• Ondřej Surý's avatar
    Run .closehandle_cb asynchrounosly in nmhandle_detach_cb() · bfa4b9c1
    Ondřej Surý authored and Michał Kępień's avatar Michał Kępień committed
    When sock->closehandle_cb is set, we need to run nmhandle_detach_cb()
    asynchronously to ensure correct order of multiple packets processing in
    the isc__nm_process_sock_buffer().  When not run asynchronously, it
    would cause:
    
      a) out-of-order processing of the return codes from processbuffer();
    
      b) stack growth because the next TCP DNS message read callback will
         be called from within the current TCP DNS message read callback.
    
    The sock->closehandle_cb is set to isc__nm_resume_processing() for TCP
    sockets which calls isc__nm_process_sock_buffer().  If the read callback
    (called from isc__nm_process_sock_buffer()->processbuffer()) doesn't
    attach to the nmhandle (f.e. because it wants to drop the processing or
    we send the response directly via uv_try_write()), the
    isc__nm_resume_processing() (via .closehandle_cb) would call
    isc__nm_process_sock_buffer() recursively.
    
    The below shortened code path shows how the stack can grow:
    
     1: ns__client_request(handle, ...);
     2: isc_nm_tcpdns_sequential(handle);
     3: ns_query_start(client, handle);
     4:   query_lookup(qctx);
     5:     query_send(qctcx->client);
     6:       isc__nmhandle_detach(&client->reqhandle);
     7:         nmhandle_detach_cb(&handle);
     8:           sock->closehandle_cb(sock); // isc__nm_resume_processing
     9:             isc__nm_process_sock_buffer(sock);
    10:               processbuffer(sock); // isc__nm_tcpdns_processbuffer
    11:                 isc_nmhandle_attach(req->handle, &handle);
    12:                 isc__nm_readcb(sock, req, ISC_R_SUCCESS);
    13:                   isc__nm_async_readcb(NULL, ...);
    14:                     uvreq->cb.recv(...); // ns__client_request
    
    Instead, if 'sock->closehandle_cb' is set, we need to run detach the
    handle asynchroniously in 'isc__nmhandle_detach', so that on line 8 in
    the code flow above does not start this recursion.
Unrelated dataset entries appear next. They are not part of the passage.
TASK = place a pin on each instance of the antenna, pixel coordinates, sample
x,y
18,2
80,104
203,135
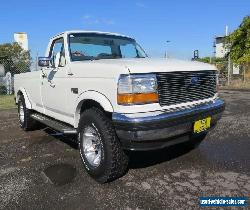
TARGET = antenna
x,y
226,30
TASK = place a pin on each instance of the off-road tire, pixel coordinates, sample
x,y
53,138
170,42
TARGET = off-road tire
x,y
28,123
114,161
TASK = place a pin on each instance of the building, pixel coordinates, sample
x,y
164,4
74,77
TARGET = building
x,y
22,39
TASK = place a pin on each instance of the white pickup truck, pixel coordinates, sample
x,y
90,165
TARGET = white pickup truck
x,y
103,88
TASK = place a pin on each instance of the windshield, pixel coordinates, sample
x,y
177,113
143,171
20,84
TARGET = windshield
x,y
92,46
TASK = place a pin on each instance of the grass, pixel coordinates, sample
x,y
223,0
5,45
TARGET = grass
x,y
7,102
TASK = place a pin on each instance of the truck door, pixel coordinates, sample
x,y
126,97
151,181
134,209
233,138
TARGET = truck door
x,y
53,88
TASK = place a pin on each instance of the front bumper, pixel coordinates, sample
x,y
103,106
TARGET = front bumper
x,y
158,130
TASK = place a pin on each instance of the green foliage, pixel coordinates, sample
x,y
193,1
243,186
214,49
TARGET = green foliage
x,y
14,58
239,43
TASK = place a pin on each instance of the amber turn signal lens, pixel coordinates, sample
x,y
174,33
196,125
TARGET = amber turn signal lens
x,y
137,98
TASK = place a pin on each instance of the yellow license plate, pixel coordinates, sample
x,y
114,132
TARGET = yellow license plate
x,y
202,125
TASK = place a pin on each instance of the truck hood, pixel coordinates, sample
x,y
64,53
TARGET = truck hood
x,y
147,65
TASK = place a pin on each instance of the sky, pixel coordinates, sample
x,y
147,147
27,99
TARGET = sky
x,y
188,25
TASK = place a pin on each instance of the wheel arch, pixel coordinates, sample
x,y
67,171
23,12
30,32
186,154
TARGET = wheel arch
x,y
90,99
23,92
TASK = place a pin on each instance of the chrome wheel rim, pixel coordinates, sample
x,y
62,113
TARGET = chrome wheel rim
x,y
92,146
21,113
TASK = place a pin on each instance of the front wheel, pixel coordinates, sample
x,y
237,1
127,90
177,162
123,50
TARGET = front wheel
x,y
100,149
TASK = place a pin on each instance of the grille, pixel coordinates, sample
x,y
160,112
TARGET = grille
x,y
185,86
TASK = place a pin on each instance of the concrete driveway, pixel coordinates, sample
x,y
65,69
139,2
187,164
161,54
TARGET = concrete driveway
x,y
173,178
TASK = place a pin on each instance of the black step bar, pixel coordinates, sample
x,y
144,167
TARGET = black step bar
x,y
52,123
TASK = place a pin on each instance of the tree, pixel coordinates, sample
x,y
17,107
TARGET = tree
x,y
14,58
238,43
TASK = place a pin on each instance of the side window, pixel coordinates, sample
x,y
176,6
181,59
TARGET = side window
x,y
58,48
82,51
128,51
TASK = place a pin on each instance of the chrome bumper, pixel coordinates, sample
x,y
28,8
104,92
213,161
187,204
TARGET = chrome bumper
x,y
139,128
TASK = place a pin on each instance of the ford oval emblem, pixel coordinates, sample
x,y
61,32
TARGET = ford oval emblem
x,y
194,80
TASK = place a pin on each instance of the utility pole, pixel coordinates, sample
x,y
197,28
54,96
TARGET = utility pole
x,y
228,70
166,53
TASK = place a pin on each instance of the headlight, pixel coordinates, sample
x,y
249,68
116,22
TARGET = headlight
x,y
137,89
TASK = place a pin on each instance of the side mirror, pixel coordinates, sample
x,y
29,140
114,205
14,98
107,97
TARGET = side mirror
x,y
44,61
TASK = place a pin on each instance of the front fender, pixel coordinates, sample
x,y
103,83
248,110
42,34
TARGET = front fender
x,y
95,96
26,98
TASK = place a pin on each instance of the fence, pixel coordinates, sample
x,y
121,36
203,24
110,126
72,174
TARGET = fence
x,y
232,75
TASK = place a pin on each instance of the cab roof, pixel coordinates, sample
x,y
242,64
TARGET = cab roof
x,y
93,32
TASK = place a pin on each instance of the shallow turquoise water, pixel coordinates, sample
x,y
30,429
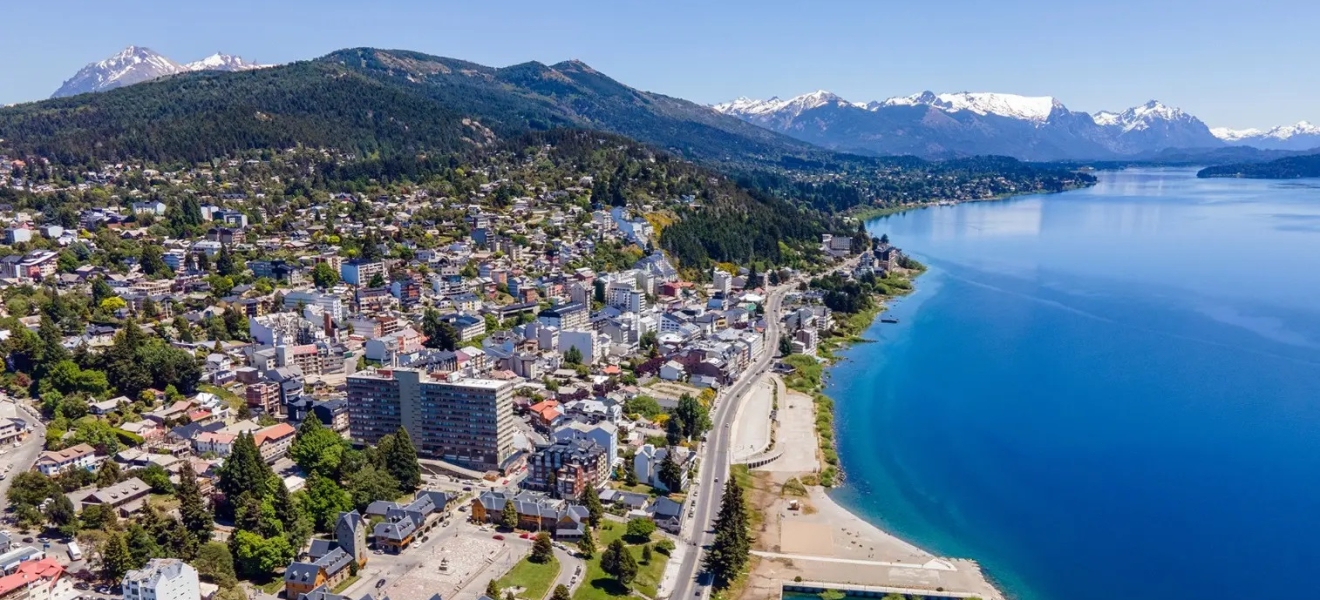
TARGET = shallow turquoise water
x,y
1105,393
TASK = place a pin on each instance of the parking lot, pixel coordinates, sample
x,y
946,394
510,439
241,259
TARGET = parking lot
x,y
470,555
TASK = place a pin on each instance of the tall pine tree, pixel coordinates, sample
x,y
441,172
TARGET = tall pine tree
x,y
401,462
731,547
244,471
192,509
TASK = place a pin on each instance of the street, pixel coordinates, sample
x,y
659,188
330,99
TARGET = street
x,y
714,452
16,460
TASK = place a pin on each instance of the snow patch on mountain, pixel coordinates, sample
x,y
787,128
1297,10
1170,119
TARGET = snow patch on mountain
x,y
1282,132
792,107
222,62
1028,108
136,65
1233,135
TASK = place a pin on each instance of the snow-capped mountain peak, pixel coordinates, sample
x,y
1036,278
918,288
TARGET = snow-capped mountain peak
x,y
131,65
1233,135
1142,116
1299,136
1028,108
751,108
222,62
136,65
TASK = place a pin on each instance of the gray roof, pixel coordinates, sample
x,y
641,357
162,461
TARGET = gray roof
x,y
395,530
320,547
301,572
334,562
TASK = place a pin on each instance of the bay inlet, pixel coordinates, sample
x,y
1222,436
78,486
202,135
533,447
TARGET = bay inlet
x,y
1104,393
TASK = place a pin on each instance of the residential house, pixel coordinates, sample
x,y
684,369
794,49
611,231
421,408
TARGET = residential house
x,y
56,462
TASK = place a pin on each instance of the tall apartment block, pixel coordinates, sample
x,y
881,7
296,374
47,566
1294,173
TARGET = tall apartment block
x,y
467,422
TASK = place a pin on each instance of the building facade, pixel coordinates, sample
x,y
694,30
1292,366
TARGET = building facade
x,y
163,579
462,421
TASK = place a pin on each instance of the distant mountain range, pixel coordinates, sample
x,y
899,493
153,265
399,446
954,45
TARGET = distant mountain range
x,y
136,65
1302,136
375,100
1038,128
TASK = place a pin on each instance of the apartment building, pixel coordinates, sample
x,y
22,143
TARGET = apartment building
x,y
462,421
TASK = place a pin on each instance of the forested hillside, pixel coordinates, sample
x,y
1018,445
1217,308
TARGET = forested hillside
x,y
1290,168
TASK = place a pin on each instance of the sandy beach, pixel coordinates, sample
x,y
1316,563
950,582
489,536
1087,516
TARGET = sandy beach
x,y
805,533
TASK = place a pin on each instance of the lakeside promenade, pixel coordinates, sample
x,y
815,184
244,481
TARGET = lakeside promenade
x,y
804,533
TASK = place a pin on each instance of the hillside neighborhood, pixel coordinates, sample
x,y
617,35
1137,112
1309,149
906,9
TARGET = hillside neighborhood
x,y
364,394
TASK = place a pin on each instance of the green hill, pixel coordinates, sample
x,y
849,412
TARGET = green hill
x,y
371,100
1290,168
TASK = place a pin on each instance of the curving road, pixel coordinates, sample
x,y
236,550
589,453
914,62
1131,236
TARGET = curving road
x,y
716,455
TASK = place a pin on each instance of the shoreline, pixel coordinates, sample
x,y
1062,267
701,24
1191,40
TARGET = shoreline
x,y
821,538
877,212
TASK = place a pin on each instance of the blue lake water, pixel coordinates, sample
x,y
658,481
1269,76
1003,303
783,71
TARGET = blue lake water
x,y
1105,393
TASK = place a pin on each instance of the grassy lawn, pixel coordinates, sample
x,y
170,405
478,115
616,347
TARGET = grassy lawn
x,y
229,397
599,586
638,488
533,578
272,587
345,584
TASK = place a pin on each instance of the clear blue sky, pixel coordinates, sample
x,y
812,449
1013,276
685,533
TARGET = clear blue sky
x,y
1233,63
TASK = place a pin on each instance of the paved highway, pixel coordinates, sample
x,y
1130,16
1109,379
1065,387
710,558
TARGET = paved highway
x,y
714,455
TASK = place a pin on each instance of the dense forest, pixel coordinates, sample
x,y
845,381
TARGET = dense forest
x,y
1290,168
384,118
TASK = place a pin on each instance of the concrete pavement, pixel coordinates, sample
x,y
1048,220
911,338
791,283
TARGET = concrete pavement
x,y
716,455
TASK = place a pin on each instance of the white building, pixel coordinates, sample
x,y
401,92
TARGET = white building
x,y
163,579
603,434
647,462
331,303
585,342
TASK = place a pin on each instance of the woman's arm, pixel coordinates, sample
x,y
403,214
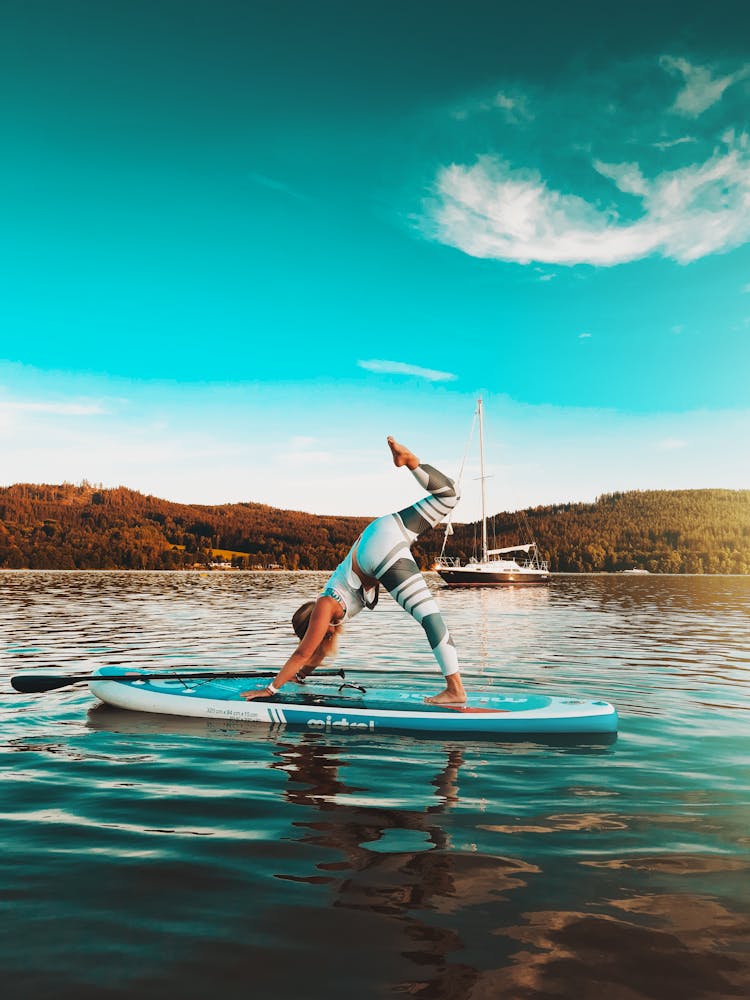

This ensures the
    correct order when processing multiple packets in the function
    'isc__nm_process_sock_buffer()' and prevents the stack growth.
    
    When not run asynchronously, the out-of-order processing leaves the
    first TCP socket open until all requests on the stream have been
    processed.
    
    If the pipelining is disabled on the TCP via `keep-response-order`
    configuration option, named would keep the first socket in lingering
    CLOSE_WAIT state when the client sends an incomplete packet and then
    closes the connection from the client side.